In all these cases, loan-based development assistance exacerbates the
debt situation of the recipient countries and, in the long run, will increase
the transfer of resources from the poor to the rich countries. Therefore,
official resources should be increasingly made available in the form of
non-repayable grants. However, this argument should not be used
as a pretext for further reductions in bilateral and multilateral transfers
to the South and instead, an increased recourse to the responsibility
of private donors. For precisely short-term loans from foreign commercial
banks and the growing indebtedness via foreign bonds in the second half
of the 1990s aggravated the debt crises in Asia and Latin America.
To help the highly indebted countries to escape from the vicious circle
of indebtedness, debt relief and re-indebtedness, governments and multilateral
development institutions should use the Financing for Development Conference
to commit themselves to provide ODA increasingly in form of non-repayable
grants. The United Nations should be commissioned to undertake further
studies on the economic and social implications of loan-based ODA.
Strengthening the Economic Role of the United Nations
The implementation of the proposals outlined above - particularly for
a Global Development Partnership Agreement and a more reliable transfer
of resources - would require a strengthened role of the United Nations.

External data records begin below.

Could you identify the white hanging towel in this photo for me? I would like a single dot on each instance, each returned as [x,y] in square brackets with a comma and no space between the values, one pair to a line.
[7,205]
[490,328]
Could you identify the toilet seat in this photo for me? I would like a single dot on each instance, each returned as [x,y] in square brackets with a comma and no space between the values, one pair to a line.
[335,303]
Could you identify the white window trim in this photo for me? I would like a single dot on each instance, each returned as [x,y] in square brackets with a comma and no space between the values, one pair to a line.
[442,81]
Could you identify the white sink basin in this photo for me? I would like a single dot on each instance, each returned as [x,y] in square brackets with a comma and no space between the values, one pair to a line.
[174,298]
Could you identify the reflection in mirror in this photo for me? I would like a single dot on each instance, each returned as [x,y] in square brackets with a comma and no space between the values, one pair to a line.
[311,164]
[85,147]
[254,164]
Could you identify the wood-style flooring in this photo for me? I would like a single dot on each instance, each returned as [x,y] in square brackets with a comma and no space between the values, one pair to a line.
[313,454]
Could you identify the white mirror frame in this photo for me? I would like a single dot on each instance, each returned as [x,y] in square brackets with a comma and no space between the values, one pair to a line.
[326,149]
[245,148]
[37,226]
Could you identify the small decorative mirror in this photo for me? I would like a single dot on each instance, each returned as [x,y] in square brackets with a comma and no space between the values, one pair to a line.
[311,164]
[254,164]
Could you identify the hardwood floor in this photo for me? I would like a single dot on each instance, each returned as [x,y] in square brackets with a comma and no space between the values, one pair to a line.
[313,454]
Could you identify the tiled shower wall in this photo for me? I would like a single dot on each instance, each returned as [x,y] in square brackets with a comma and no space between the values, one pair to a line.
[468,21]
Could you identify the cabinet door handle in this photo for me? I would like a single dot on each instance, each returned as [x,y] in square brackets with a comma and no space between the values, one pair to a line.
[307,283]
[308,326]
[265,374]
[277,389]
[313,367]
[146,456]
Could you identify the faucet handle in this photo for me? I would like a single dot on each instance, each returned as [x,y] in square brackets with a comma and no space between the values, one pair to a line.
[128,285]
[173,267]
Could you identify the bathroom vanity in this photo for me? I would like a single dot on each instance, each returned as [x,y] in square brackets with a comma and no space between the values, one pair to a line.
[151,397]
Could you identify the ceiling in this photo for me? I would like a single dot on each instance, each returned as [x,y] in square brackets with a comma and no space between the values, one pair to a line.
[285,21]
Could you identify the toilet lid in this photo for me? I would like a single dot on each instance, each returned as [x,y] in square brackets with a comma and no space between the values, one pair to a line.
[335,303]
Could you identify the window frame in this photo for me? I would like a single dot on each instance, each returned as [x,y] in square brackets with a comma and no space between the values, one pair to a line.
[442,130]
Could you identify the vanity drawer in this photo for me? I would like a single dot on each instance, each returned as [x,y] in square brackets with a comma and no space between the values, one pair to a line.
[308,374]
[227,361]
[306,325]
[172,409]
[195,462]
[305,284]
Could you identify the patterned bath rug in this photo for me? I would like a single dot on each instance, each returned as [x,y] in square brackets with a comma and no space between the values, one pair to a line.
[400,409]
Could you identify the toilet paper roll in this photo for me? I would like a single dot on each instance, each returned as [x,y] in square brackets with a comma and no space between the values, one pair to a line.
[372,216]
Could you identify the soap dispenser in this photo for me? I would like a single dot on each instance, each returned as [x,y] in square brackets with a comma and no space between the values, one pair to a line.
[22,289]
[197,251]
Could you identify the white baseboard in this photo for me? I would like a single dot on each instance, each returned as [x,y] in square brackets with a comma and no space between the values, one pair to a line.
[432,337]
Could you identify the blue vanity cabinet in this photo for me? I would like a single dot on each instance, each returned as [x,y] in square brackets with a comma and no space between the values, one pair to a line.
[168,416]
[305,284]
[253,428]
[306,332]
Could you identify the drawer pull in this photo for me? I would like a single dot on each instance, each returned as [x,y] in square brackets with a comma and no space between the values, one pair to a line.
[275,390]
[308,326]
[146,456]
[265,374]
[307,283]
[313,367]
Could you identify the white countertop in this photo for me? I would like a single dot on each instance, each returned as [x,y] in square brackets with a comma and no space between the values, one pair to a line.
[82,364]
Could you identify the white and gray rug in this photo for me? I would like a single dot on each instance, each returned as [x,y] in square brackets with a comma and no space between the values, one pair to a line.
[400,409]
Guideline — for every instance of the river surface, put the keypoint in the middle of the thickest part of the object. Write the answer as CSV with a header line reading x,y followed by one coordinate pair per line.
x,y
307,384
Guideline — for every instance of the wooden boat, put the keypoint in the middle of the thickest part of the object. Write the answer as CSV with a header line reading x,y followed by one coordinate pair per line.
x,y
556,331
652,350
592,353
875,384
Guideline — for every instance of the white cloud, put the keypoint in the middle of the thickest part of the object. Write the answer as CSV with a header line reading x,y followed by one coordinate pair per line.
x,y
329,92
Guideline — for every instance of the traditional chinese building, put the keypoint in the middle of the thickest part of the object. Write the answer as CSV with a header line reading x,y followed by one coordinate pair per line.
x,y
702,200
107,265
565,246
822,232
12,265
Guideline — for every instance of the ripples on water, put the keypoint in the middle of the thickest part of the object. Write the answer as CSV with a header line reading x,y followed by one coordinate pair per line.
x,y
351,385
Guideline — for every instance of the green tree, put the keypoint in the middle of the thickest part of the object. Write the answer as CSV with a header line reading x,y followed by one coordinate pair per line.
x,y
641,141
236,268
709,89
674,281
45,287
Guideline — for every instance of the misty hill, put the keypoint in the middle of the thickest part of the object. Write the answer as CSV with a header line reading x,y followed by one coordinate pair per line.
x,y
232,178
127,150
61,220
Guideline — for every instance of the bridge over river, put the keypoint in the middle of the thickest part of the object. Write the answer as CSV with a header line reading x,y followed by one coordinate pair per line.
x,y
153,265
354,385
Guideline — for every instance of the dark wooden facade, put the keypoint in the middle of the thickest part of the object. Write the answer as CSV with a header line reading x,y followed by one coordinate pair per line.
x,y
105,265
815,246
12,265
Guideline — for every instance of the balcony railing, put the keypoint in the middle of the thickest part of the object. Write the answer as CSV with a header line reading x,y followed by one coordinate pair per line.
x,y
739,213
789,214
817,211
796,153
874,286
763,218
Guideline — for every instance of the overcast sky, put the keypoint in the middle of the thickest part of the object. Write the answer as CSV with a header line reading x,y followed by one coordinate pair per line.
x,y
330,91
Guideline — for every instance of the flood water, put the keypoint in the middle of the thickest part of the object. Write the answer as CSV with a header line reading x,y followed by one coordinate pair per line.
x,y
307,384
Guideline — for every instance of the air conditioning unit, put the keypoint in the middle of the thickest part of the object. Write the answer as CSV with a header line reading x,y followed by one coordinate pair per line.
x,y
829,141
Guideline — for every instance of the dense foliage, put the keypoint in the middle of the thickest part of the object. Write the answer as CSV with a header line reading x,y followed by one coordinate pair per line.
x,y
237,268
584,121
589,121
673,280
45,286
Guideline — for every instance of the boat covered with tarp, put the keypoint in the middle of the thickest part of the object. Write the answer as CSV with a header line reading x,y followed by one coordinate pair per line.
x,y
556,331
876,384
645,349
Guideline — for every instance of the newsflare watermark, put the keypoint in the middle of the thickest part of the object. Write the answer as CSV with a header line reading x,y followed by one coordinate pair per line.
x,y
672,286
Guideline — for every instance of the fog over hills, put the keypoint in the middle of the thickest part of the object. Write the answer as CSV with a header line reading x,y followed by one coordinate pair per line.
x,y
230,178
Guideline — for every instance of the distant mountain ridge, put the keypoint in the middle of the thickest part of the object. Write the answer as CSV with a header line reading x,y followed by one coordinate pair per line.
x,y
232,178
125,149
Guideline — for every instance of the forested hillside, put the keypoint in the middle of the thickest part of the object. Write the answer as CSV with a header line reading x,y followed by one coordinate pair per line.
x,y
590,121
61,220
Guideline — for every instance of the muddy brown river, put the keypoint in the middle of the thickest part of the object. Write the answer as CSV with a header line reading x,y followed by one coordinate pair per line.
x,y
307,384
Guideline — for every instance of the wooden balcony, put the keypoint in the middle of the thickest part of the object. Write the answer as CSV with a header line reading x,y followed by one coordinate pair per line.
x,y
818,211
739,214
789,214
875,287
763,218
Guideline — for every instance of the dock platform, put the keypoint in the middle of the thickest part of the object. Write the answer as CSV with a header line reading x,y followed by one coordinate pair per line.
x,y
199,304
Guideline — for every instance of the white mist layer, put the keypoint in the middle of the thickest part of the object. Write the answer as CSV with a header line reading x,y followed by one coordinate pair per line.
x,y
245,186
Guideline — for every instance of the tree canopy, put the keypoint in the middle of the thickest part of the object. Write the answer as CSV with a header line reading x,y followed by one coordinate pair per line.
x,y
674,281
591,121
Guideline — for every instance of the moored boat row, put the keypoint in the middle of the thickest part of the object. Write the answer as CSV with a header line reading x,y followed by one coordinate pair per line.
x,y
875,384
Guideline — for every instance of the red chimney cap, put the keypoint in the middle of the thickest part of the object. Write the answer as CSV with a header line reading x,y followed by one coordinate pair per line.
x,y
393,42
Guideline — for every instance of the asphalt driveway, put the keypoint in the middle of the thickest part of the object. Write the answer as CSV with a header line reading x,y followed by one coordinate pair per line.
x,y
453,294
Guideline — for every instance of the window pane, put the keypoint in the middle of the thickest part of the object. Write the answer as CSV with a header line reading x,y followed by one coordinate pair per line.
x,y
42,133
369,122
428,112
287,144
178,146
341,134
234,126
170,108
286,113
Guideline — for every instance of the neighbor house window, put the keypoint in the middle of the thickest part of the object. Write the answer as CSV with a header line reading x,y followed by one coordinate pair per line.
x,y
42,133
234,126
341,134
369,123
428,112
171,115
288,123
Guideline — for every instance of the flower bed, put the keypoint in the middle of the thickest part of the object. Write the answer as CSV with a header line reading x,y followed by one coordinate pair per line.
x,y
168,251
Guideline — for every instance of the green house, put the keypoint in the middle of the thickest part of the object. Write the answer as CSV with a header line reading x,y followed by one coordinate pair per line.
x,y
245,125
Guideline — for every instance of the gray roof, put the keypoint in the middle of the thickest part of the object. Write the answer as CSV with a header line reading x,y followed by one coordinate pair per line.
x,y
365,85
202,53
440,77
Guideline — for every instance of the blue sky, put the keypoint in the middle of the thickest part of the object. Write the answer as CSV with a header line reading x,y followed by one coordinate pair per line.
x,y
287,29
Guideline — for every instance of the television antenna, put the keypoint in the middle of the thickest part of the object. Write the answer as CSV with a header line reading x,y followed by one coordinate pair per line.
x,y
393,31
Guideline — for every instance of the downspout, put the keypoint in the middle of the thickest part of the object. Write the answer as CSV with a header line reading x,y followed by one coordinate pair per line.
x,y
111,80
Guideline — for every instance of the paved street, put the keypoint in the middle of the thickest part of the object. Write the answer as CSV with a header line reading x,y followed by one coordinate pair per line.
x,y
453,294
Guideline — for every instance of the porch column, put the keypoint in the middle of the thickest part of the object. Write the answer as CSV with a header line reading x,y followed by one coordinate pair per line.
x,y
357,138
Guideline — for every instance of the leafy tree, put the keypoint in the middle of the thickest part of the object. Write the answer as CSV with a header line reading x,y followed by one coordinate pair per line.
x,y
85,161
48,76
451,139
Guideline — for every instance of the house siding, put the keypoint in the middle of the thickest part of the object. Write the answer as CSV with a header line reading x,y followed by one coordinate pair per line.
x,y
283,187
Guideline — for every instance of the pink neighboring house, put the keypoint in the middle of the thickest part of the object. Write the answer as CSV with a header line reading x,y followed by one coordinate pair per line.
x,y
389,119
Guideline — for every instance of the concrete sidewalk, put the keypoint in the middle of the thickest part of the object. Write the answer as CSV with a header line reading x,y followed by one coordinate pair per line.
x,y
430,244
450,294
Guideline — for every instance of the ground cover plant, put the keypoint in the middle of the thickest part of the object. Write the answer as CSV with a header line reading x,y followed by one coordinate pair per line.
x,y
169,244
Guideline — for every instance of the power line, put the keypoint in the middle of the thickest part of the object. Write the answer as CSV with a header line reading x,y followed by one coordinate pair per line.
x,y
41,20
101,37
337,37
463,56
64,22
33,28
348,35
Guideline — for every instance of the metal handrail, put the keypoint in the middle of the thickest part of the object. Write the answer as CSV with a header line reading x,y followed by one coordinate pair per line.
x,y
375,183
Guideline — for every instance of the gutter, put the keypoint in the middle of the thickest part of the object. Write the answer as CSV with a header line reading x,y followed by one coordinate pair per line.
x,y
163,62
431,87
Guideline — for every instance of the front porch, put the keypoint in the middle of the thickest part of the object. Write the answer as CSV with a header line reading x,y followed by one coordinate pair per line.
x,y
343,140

In a genuinely multilateral and participatory system of global development
finance, the United Nations (and not the World Bank or the Development
Assistance Committee of the OECD) have to be the main body for decision
making and policy co-ordination.
The Charter of the United Nations unambiguously states its central role
in global macro-economic policy formulation and guidance. But it is no
secret that in reality the relevant decisions in this field are taken
at the G-7/8 Summits and the Annual Meetings of IMF and World Bank. The
Financing for Development Conference could be a first step to reverse
this trend and to revitalize the mandate of the UN in the field of (so
called) "hard" economic issues. But other steps must follow.
What we need are institutional reforms and a new "division of labour"
between the United Nations, the World Bank and the IMF in the system of
global development finance, with the United Nations as undisputed lead
agency.
Closing remark
In their Millennium Declaration the Heads of State and Government reaffirmed,
that solidarity has to be one of the fundamental values which are
essential for international relations in the twenty-first century. They
stated: "Global challenges must be managed in a way that
distributes the costs and burdens fairly in accordance with basic principles
of equity and social justice. Those who suffer or who benefit least deserve
help from those who benefit most."
If this important commitment shall not remain pure lip-service, it has
to be translated into concrete political action. The Financing for Development
Conference offers the historic opportunity to give a signal of global
solidarity. In order to meet this challenge, Governments frankly have
to move beyond the "agreed language" of the past and to take
credible steps towards a new North-South partnership.